Semiramis: Çember'in Merkez Kuvveti

Semiramis, "Çember"in adeta merkez kuvveti olarak, dışlanmışların arasında bir tür 'Meral Mommy' figürü gibi beliriyor. Kendi geçmişinin karanlık gölgeleriyle mücadele eden Semiramis, dayanışmanın ve bir arada var olmanın sembolü haline geliyor. Anunit, Tizkar, Harut ve Marut gibi karakterler, Babil'in "normal" addedilen düzeninin dışına itilmiş, farklı nedenlerle toplumun normlarına aykırı düşmüş bireyler olarak karşımıza çıkıyor. Her biri, kendi içlerindeki zaaflarla ve travmalarla yüzleşirken, "Çember"in sunduğu dayanışma ağı sayesinde hayata tutunmaya çalışıyor.

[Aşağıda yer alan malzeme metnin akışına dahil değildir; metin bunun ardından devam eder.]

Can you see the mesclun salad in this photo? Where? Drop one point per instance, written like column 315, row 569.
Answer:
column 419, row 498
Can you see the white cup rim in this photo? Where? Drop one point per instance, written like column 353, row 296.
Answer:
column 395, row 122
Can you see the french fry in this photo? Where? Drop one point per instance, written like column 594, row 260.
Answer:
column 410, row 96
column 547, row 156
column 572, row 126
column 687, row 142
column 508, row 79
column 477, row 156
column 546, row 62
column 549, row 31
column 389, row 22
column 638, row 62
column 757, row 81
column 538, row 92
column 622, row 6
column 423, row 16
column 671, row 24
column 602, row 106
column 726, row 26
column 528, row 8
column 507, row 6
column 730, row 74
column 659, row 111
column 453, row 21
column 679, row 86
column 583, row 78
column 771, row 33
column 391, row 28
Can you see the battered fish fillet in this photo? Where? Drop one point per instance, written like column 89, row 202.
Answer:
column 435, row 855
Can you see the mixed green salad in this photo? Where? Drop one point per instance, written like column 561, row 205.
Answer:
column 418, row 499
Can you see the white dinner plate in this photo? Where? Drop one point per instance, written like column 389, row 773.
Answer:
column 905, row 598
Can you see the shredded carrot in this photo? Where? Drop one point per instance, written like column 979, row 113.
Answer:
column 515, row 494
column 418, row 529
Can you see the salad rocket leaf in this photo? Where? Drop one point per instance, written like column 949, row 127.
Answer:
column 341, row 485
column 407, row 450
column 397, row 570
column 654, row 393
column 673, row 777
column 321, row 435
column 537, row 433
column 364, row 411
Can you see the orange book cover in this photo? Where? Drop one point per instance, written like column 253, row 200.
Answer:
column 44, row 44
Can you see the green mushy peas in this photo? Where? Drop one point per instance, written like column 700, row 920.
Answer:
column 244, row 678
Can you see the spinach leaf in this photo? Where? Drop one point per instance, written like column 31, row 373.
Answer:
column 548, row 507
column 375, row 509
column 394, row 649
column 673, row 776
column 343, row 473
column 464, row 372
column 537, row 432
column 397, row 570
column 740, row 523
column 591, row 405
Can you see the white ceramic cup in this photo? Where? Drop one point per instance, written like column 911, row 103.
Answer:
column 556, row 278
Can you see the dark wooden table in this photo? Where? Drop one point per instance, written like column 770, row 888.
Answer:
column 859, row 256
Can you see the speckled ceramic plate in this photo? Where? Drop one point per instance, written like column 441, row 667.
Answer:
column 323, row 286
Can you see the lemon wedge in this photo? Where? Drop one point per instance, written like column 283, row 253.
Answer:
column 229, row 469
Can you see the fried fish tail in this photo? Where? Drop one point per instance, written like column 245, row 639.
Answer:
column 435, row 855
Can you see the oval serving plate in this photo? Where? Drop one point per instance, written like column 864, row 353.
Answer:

Oyunculuklar ve Sahne Tasarımı

Oyunun en güçlü yönlerinden biri olan oyuncu rejisi, karakterlere derinlik ve inandırıcılık katıyor. Sevil Akı'nın Semiramis yorumu, Ceyda Akel'in Anunit'i, Ayşegül Uraz’ın Zora’sı, İbrahim Arıcı’nın prensi, Meriç Rakalar'ın Tizkar'ı ve özellikle Tolga İskit'in Lilitu performansı, izleyicinin bu "öteki"lerin dünyasına empati kurmasını sağlıyor. Sinem Öcalır'ın kostümleri ve İsmail Sağır'ın ışık tasarımı, Cihan Aşar'ın yarattığı karanlık ve tekinsiz yeraltı şehrinin atmosferini başarıyla destekliyor.

Sonuç olarak, "Çember'in Anası", ötekileştirme, dayanışma ve yüzleşme temalarını işleyen özgün bir tiyatro oyunu. Babil'in yıkımının enkazı altında yeşeren bir dayanışmanın, bir arada var olma arzusunun ve nihayetinde yüzleşmenin zorunluluğunun hikayesini anlatıyor. Oyunun sonunda Semiramis'in dile getirdiği, "İlk kadehimi her zamanki gibi tüm yenilmişlere ve susturulmuşlara kaldırıyorum. Onlar sustu, ama biz onları hala duyuyoruz ve gölgelerde hikayelerini fısıldıyoruz," sözleri, oyunun özünü özetliyor. "Çember'in Anası", izleyiciyi kendi içindeki ve çevresindeki "öteki"lere karşı geliştirdiği mesafeyi ve önyargıları sorgulamaya davet ediyor.